"Wildheart"
RCA / Sony Music
4 / 5
O processo de descoberta, aprofundar e demarcar de uma voz criativa tem na sucessão de discos que colocaram o norte-americano Miguel na linha da frente das (merecidas) atenções do nosso tempo uma belo e claro relato de como de uma série de encantamentos e referências que se tomam como ponto de partida se pode rumar a um destino que se alcança com resultados maiores e distintos e no qual, se por um lado se assinala a afirmação de uma nova personalidade num novo tempo, por outro se lembra como nada se faz sob a bênção da geração espontânea. E a história assim dá um pulo e avança. Depois de um primeiro álbum em 2010 que se destacava do universo R&B ao seu redor e de um brilhante Kaleidoscope Dreams que, em 2012, arrebatava entusiasmos e conhecia aclamação em diversas frentes da opinião, eis que acrescenta agora no magnífico Wildheart a peça em falta para não só confirmar a solidez de um projeto de carreira já com fundações bem firmes mas também aprofundar a visão de facto caleidoscópica que procura para uma música que, se por um lado não deixa nunca de ser herdeira de escolas e vivências R&B e algumas das suas descendências e periferias, a elas sabe somar ideias, cores e acontecimentos…
Se no álbum de 2012 os sinais de (bom) alerta não se limitavam à excelência da composição, produção, instrumentação e voz, mas sublinhavam numa breve incursão pela memória deTime of The Season dos Zombies que aqui havia uma alma atenta ao mais vasto universo de referências na história recente da música popular, agora assinala a integração mais profunda da mesma forma de escutar e assimilar ideias, mesmo que aparentemente distantes do universo ao seu redor enriquecendo assim um ainda mais saboroso e estimulante infinito particular.
Lembro-me necessariamente de sensações semelhantes – que não são para ler como comparação de sonoridades mas antes de um saber olhar para outros planos, nomeadamente os da cultura pop/rock – naquele tempo em que Prince era um dos mais inspirados músicos do mundo. Há de resto em Wildheart uma mesma capacidade em trazer a um mesmo lugar todo um conjunto de experiências que se transformam em canções com uma identidade conjunta que suplanta a soma das partes que a alimentaram, como em tempo escutámos no muitas vezes injustamente esquecido Around The World In a Day (1985), o álbum caleidoscópico de Prince no qual antecipou, via Minneapolis, uma vaga de sede de redescobertas por heranças do psicadelismo que o mundo só seguiria em massa uns quatro anos depois. Será também Miguel um líder de uma nova mensagem? Não me parece que seja essa a sua demanda…

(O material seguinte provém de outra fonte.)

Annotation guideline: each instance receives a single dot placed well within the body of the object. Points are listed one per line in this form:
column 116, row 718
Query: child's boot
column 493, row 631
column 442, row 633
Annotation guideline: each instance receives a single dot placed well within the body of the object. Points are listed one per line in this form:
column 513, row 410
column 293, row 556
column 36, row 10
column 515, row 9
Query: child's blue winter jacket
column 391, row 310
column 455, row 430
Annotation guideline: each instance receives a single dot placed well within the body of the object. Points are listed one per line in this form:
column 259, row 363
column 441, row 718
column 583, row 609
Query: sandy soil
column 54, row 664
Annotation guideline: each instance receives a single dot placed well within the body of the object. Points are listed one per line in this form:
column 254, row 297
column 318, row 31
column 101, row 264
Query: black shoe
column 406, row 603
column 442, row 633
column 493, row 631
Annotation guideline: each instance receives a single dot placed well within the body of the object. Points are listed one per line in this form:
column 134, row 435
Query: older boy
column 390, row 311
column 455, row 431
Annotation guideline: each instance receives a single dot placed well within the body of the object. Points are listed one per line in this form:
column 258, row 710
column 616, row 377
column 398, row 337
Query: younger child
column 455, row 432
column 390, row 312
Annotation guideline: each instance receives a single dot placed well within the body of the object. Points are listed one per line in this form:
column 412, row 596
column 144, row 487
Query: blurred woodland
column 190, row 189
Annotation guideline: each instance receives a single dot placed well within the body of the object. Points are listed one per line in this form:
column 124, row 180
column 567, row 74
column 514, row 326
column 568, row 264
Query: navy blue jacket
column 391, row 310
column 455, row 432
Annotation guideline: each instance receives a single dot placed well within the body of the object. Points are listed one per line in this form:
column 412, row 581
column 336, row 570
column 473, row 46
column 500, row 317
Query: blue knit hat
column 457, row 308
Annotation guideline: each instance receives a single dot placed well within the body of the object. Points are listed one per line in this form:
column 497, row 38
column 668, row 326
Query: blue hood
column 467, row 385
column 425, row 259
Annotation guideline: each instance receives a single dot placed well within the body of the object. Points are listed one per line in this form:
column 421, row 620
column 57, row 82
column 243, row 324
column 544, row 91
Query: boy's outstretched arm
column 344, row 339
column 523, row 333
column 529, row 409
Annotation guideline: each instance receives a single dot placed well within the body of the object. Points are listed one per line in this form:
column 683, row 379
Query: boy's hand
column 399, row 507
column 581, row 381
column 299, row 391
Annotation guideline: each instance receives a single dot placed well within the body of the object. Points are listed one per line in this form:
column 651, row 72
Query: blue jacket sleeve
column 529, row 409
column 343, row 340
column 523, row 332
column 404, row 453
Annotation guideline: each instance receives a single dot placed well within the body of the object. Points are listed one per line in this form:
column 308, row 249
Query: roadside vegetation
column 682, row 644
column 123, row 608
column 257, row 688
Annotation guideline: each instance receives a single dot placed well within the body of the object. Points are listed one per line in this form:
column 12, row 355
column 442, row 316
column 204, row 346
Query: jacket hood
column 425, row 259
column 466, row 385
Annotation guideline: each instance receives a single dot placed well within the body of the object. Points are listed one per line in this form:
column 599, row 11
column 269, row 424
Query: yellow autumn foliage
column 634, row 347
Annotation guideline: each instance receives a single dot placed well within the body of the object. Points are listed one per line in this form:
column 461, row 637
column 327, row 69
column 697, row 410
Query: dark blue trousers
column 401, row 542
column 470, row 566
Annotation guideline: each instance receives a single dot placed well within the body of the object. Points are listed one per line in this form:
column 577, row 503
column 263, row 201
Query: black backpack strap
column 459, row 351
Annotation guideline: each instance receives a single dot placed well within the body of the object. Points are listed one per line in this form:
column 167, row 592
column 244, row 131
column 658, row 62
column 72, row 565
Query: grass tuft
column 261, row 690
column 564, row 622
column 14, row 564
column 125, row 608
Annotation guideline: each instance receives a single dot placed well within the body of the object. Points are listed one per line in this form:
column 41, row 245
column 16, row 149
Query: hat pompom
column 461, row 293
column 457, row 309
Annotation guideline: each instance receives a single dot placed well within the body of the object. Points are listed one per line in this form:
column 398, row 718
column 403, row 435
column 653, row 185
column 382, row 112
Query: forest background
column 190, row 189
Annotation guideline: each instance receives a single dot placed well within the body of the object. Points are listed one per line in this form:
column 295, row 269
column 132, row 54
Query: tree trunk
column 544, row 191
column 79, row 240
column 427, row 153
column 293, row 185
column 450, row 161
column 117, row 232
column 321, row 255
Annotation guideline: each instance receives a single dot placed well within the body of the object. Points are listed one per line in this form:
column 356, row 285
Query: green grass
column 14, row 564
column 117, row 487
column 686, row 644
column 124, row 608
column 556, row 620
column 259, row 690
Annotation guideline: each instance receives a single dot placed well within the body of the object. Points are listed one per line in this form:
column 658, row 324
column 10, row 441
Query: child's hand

Tal como Prince, embora sob uma aura pessoal diferente e vivendo num tempo em que o fosso que separa os fazedores de êxitos de estrondo global dos que, mesmo sob sucesso, operam sob as suas regras e não os sabores do mês, Miguel talvez seja mais um caso aparte que um batedor. E ao escutar Wildheart fica clara a profunda ligação pessoal que talha não só esta abertura a várias frentes musicais – onde as batidas (que não são protagonistas) convivem com guitarras, teclados, o gosto cenográfico e mesmo pontual incursão pelo hip hop – como é evidente a forma como aqui expressa um relacionamento com um lugar. E esse lugar é Los Angeles, que se materializa na forma como respira vivências da cidade e pelas palavras e música expressa uma diversidade que ali se manifesta de uma forma peculiar, até mesmo nos modos de traduzir a carga sensual e sexual que passa por canções sublimes como FLESH ou The Valley (esta citando claramente a indústria porno local).
É certo que não há aqui um Adorn, aquele raro single que abria o alinhamento de Kaleidoscope Dream como um irresistível cartão de visita ao qual era difícil resistir. Mas mesmo sem singles tão evidentes – embora não faltem aqui outras boas propostas – Wildheart apresenta um trabalho musicalmente coeso e consistente, num alinhamento que lembra como, mesmo com oráculos a clamar pelo desaparecimento do conceito do “álbum”, a ideia de uma coleção de canções que se relacionam entre si está longe de ter abandonado os músicos e quem os escuta. De resto, depois de ter já ouvido tanta gente a dizer que o vinil tinha desaparecido ou que a ópera era coisa do passado, aprendi que mais vale estar atento ao desenrolar dos acontecimentos que lançar frases bombásticas que colocam ponto final a frases ainda longe de concluídas.